Castro vowed to the Bush administration that the people of Cuba would respond to the insult with all their moral force.
"The government of President Bush knows very well that no government in the world can accept such a perverse insult to its dignity and sovereignty. The conduct and the actions of the empire may be absolutely peaceful, but we will hit back at the insult with all the force of morality, and we will be ready to respond with all the weapons and to spill up to the last drop of blood to reject any warlike aggression from the mutinous and brutal empire that is threatening us," he said.
As he climbed the podium to send off the march, the U.S. ticker flashed "Conservatives win elections in Canada" and other headlines in bright red letters behind him and in full view of the marchers.
The headlines were followed by quotes from Abraham Lincoln, Mahatma Gandhi and Lech Walesa, founder of the Solidarity movement that toppled Poland's communist government and led to the collapse of Soviet influence in Eastern Europe.
The communist leader, who turns 80 in August, was dressed in his trademark military fatigues, but did not join the march past the U.S. mission on Havana's Malecon seafront, as he has in previous protests.
The two governments, bitter enemies since Castro came to power in a 1959 revolution, do not have formal diplomatic relations and are represented by interests offices opened in each other's capital during the Carter administration. Washington has enforced sanctions against Communist-run Cuba since 1962.
For Cubans marching in protest on Tuesday, the march was also denouncing Bush's government for harbouring anti-Castro extremists in the United States and wanting to free Luis Posada Carriles, a Cuban-born former CIA operative who has been held by the United States since May for illegally entering the country.
Isabelina Vera said she was doing it for her country and her leader.
"For the revolution. For my Cuba. For Fidel. Because I am Cuban and I carry it within me. Bush, fascist, condemn the terrorist!" she shouted.

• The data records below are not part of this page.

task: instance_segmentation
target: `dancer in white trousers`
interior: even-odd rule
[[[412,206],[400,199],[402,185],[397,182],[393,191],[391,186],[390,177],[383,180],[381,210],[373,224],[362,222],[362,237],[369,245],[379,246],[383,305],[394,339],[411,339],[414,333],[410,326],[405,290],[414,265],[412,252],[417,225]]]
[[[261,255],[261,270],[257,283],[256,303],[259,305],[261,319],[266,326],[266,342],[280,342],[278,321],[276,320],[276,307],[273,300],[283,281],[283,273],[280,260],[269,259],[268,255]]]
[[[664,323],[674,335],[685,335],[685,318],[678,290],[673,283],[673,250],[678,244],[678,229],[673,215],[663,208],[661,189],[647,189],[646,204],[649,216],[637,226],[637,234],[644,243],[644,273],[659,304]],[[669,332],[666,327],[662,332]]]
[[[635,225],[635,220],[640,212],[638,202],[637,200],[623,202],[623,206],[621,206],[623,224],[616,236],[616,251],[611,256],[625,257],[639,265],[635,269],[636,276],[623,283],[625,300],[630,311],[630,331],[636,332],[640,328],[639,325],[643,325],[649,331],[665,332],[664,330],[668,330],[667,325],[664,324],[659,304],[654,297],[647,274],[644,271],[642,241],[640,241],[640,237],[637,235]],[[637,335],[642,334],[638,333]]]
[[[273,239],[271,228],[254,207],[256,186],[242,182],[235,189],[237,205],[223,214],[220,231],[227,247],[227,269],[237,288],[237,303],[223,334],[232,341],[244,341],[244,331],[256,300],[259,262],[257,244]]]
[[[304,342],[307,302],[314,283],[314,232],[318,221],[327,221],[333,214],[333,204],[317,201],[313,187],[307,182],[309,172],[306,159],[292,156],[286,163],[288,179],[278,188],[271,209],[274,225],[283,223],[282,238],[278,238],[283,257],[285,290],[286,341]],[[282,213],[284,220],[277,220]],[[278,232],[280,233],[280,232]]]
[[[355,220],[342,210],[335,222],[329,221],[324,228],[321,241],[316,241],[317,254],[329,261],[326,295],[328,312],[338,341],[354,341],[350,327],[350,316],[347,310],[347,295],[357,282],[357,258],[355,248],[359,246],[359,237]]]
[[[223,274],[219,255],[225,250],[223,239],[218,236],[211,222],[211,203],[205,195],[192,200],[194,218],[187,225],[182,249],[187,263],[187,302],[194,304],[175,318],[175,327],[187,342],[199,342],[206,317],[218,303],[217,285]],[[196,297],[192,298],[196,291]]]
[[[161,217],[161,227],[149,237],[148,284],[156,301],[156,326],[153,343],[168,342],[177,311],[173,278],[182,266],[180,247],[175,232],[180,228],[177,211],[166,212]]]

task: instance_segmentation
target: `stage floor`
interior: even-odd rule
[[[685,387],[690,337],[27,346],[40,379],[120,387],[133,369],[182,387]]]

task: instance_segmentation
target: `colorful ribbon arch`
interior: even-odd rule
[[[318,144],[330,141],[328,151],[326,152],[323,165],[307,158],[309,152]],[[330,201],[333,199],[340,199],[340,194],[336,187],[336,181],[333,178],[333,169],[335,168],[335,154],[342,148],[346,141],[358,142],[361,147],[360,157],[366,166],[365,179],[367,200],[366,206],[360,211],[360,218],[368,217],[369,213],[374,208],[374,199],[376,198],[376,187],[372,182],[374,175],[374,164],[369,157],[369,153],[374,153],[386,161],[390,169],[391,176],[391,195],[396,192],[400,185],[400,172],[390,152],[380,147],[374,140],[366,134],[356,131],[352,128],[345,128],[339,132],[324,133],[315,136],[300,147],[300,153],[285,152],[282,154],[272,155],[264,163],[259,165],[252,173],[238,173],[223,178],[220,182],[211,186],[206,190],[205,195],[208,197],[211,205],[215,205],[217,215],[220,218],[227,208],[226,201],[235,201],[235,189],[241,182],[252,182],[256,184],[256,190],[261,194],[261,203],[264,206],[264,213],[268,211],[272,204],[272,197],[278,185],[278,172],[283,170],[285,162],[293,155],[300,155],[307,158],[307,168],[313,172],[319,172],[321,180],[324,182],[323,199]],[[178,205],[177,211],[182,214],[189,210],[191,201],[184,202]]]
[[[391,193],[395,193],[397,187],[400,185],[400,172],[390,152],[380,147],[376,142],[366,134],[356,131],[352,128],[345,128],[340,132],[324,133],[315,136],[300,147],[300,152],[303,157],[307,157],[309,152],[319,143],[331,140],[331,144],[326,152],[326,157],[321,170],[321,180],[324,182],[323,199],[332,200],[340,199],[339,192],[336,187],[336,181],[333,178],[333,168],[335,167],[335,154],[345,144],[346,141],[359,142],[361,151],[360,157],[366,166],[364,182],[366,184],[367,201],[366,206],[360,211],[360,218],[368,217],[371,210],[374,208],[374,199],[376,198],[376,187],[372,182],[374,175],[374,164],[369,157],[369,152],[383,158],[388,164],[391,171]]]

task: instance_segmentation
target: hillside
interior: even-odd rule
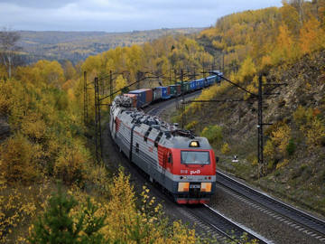
[[[186,120],[188,128],[210,139],[219,168],[325,215],[325,3],[318,4],[305,2],[304,15],[286,2],[282,8],[236,13],[198,40],[214,53],[217,67],[225,61],[225,77],[250,92],[257,94],[259,75],[264,85],[286,84],[264,96],[264,123],[272,124],[264,127],[265,177],[258,178],[253,96],[223,81],[198,99],[225,102],[193,103]],[[300,17],[302,25],[293,25]],[[232,162],[234,155],[239,162]]]
[[[202,28],[160,29],[134,31],[132,33],[104,32],[27,32],[20,31],[20,46],[23,48],[23,61],[31,63],[42,59],[73,63],[84,61],[110,49],[142,45],[167,34],[191,34]]]

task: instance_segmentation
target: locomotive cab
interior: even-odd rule
[[[196,139],[189,142],[188,148],[173,149],[172,195],[182,204],[209,203],[216,191],[214,152],[206,138]]]

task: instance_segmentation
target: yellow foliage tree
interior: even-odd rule
[[[9,138],[0,146],[0,171],[7,183],[23,184],[35,181],[40,174],[42,150],[22,134]]]

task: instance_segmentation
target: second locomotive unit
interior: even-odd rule
[[[216,159],[207,138],[145,115],[132,104],[130,97],[121,95],[111,106],[110,131],[120,150],[177,202],[209,202],[216,191]]]

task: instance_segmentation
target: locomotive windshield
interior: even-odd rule
[[[209,152],[181,151],[181,164],[209,164]]]

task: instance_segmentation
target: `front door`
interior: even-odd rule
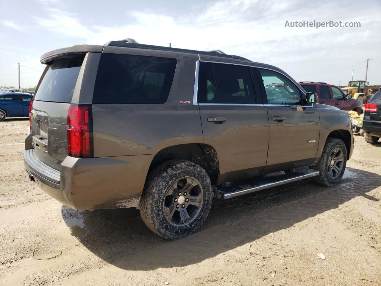
[[[217,152],[219,182],[259,175],[266,164],[269,121],[256,78],[253,86],[254,68],[205,60],[198,71],[203,142]]]
[[[0,96],[0,105],[10,117],[22,116],[24,113],[22,103],[18,94],[11,93]]]
[[[331,87],[331,89],[335,101],[335,106],[341,110],[349,111],[351,109],[349,101],[345,98],[345,96],[341,90],[336,87]]]
[[[316,156],[320,130],[314,104],[303,106],[302,91],[280,72],[257,73],[269,122],[267,163],[263,174],[308,166]]]

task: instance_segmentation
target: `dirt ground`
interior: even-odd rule
[[[381,143],[355,135],[334,187],[215,199],[200,231],[166,241],[138,210],[74,210],[40,190],[24,170],[29,124],[0,122],[0,285],[381,285]],[[62,254],[36,259],[40,242],[56,249],[36,257]]]

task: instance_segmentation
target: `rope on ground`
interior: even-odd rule
[[[49,260],[49,259],[53,259],[53,258],[56,258],[56,257],[58,257],[60,255],[62,254],[62,251],[61,249],[58,249],[58,248],[55,248],[54,247],[38,247],[38,246],[40,245],[40,244],[41,243],[42,241],[41,240],[37,244],[37,245],[35,246],[34,247],[34,249],[33,249],[33,252],[32,254],[32,256],[34,258],[36,259],[38,259],[38,260]],[[40,249],[54,249],[55,250],[58,250],[59,251],[59,253],[57,255],[55,256],[53,256],[53,257],[49,257],[49,258],[38,258],[34,256],[34,252],[36,252],[36,251],[40,250]]]

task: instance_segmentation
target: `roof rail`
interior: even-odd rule
[[[215,50],[213,51],[197,51],[193,50],[187,50],[186,49],[181,49],[178,48],[172,48],[167,47],[162,47],[161,46],[154,46],[150,45],[144,45],[144,44],[139,44],[133,39],[126,39],[124,40],[121,40],[119,41],[110,41],[108,43],[106,43],[103,45],[104,46],[111,46],[112,47],[120,47],[125,48],[133,48],[137,49],[147,49],[151,50],[155,50],[161,51],[177,51],[180,53],[189,53],[194,54],[198,54],[199,55],[211,55],[214,54],[213,55],[223,57],[224,58],[231,58],[233,59],[243,59],[245,61],[249,60],[247,58],[239,56],[235,56],[232,55],[227,55],[224,52],[219,50]],[[218,55],[216,55],[217,54]]]
[[[304,83],[309,83],[309,84],[327,84],[327,82],[299,82],[299,84],[304,84]]]
[[[124,42],[125,43],[132,43],[134,44],[138,44],[137,42],[135,41],[133,39],[131,39],[130,38],[128,38],[127,39],[123,39],[123,40],[119,40],[118,42]]]
[[[215,53],[216,54],[222,54],[223,55],[226,55],[226,53],[221,50],[213,50],[211,51],[205,51],[207,52],[208,53]]]

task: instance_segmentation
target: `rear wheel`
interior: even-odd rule
[[[368,133],[364,133],[364,138],[365,139],[365,141],[367,143],[376,143],[378,141],[379,137],[372,136]]]
[[[4,110],[0,109],[0,121],[2,121],[6,117],[6,114]]]
[[[314,177],[314,181],[326,186],[337,184],[343,177],[347,164],[347,148],[342,140],[328,138],[317,164],[311,169],[320,172]]]
[[[212,194],[210,179],[201,167],[189,161],[170,160],[149,175],[140,199],[140,215],[154,232],[177,239],[201,227]]]

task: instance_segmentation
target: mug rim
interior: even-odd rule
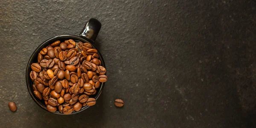
[[[35,51],[34,51],[34,52],[32,53],[32,55],[29,58],[28,62],[27,64],[27,66],[26,66],[26,84],[27,88],[29,91],[29,93],[30,96],[31,97],[32,99],[33,99],[33,100],[36,103],[37,105],[38,105],[40,107],[40,108],[41,108],[43,109],[45,111],[47,111],[47,112],[50,112],[51,113],[56,114],[65,115],[71,115],[71,114],[76,114],[76,113],[81,112],[81,111],[84,111],[84,110],[88,108],[90,106],[87,105],[85,106],[82,107],[82,108],[81,108],[81,109],[80,111],[73,111],[73,112],[72,112],[72,113],[70,113],[70,114],[68,114],[68,115],[64,114],[63,113],[61,113],[59,112],[58,112],[58,111],[56,111],[56,112],[49,112],[49,111],[48,111],[47,110],[46,107],[43,106],[42,105],[41,105],[41,104],[40,104],[39,103],[39,101],[38,101],[39,100],[39,99],[37,99],[37,97],[36,97],[35,96],[34,96],[33,95],[34,95],[34,94],[33,93],[32,93],[32,92],[34,91],[34,90],[33,90],[33,89],[32,89],[31,90],[31,89],[30,89],[30,87],[29,87],[29,86],[32,86],[32,84],[30,85],[31,84],[31,82],[32,80],[31,79],[30,79],[30,77],[29,76],[30,72],[29,72],[29,68],[30,68],[30,66],[31,66],[31,64],[32,64],[32,60],[34,59],[35,57],[37,56],[36,55],[37,55],[37,54],[38,54],[38,53],[39,53],[39,52],[40,52],[40,51],[41,50],[41,49],[43,48],[42,47],[43,47],[46,44],[51,44],[51,43],[50,43],[51,41],[54,40],[54,39],[55,39],[56,38],[60,38],[60,39],[61,39],[61,38],[75,38],[75,39],[76,39],[78,40],[79,40],[81,41],[82,41],[84,43],[85,43],[85,42],[89,43],[92,45],[92,46],[93,46],[93,47],[96,49],[97,49],[96,47],[95,46],[95,44],[93,44],[93,43],[92,43],[90,41],[88,41],[85,39],[83,38],[81,38],[81,37],[79,37],[76,35],[60,35],[55,36],[55,37],[49,38],[46,40],[45,41],[44,41],[40,45],[39,45],[35,49]],[[47,45],[49,45],[49,44],[47,44]],[[100,54],[100,52],[98,51],[97,53],[99,55],[99,58],[100,59],[100,60],[102,61],[102,66],[106,68],[106,66],[105,65],[105,63],[104,62],[104,61],[103,60],[102,55]],[[36,56],[35,56],[35,55],[36,55]],[[96,100],[97,100],[97,99],[99,96],[99,95],[100,95],[100,94],[101,94],[102,91],[103,89],[103,87],[104,87],[105,84],[105,82],[101,83],[100,87],[99,87],[99,92],[98,92],[97,94],[96,95],[96,96],[94,98],[94,99],[95,99]]]

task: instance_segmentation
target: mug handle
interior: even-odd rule
[[[101,23],[98,20],[91,18],[86,23],[79,35],[81,37],[94,43],[101,28]]]

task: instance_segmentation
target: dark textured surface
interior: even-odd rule
[[[0,1],[0,127],[255,127],[255,0],[66,1]],[[103,93],[77,114],[47,113],[27,92],[28,59],[90,17],[102,24]]]

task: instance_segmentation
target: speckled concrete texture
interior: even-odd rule
[[[253,128],[256,7],[253,0],[1,0],[0,127]],[[50,37],[78,35],[91,17],[102,23],[103,93],[77,114],[47,112],[27,92],[29,58]]]

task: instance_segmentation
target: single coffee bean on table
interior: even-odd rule
[[[49,111],[70,114],[94,105],[94,95],[108,77],[97,50],[90,43],[63,41],[52,42],[41,50],[29,75],[34,94]],[[15,103],[10,104],[10,109],[15,111]]]

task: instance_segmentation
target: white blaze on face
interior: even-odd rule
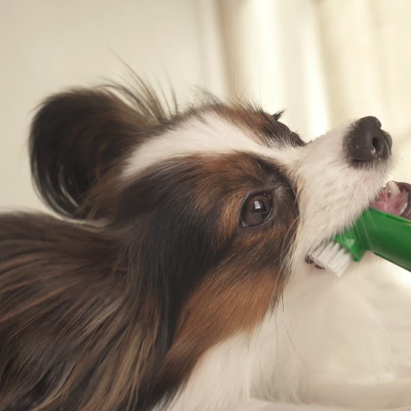
[[[203,113],[154,136],[136,147],[124,168],[122,180],[132,182],[144,170],[168,160],[191,155],[247,152],[280,165],[296,188],[298,229],[292,250],[294,264],[321,242],[351,224],[386,180],[390,161],[354,167],[344,142],[351,122],[305,146],[286,145],[275,138],[270,146],[252,129],[218,115]]]
[[[322,241],[349,227],[386,181],[389,160],[374,166],[349,164],[344,141],[350,124],[299,148],[289,165],[300,212],[294,251],[299,262]]]

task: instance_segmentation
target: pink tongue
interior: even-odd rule
[[[408,192],[399,189],[395,191],[396,192],[392,192],[387,184],[378,197],[370,203],[370,207],[396,216],[401,215],[408,203]]]

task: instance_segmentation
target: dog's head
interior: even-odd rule
[[[142,379],[155,402],[210,347],[253,331],[307,253],[375,197],[391,140],[364,117],[306,143],[279,114],[215,100],[171,113],[145,90],[51,97],[30,148],[55,212],[121,233],[121,275],[162,345]]]

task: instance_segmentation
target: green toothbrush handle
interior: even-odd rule
[[[369,250],[411,271],[411,220],[369,208],[334,239],[352,253],[354,261],[360,261]]]

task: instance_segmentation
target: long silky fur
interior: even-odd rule
[[[1,216],[0,409],[137,406],[165,344],[123,235]]]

Posada is wanted by Cuba and Venezuela for the blowing up of a Cuban commercial airliner off Barbados in 1976 that killed all 73 people aboard. Cuba also blames him for a wave of blasts in Havana hotels and night spots in 1997. U.S. authorities have rejected a Venezuelan extradition request for Posada, who escaped from a Caracas jail in 1985 and may release him on bail on Tuesday (January 24).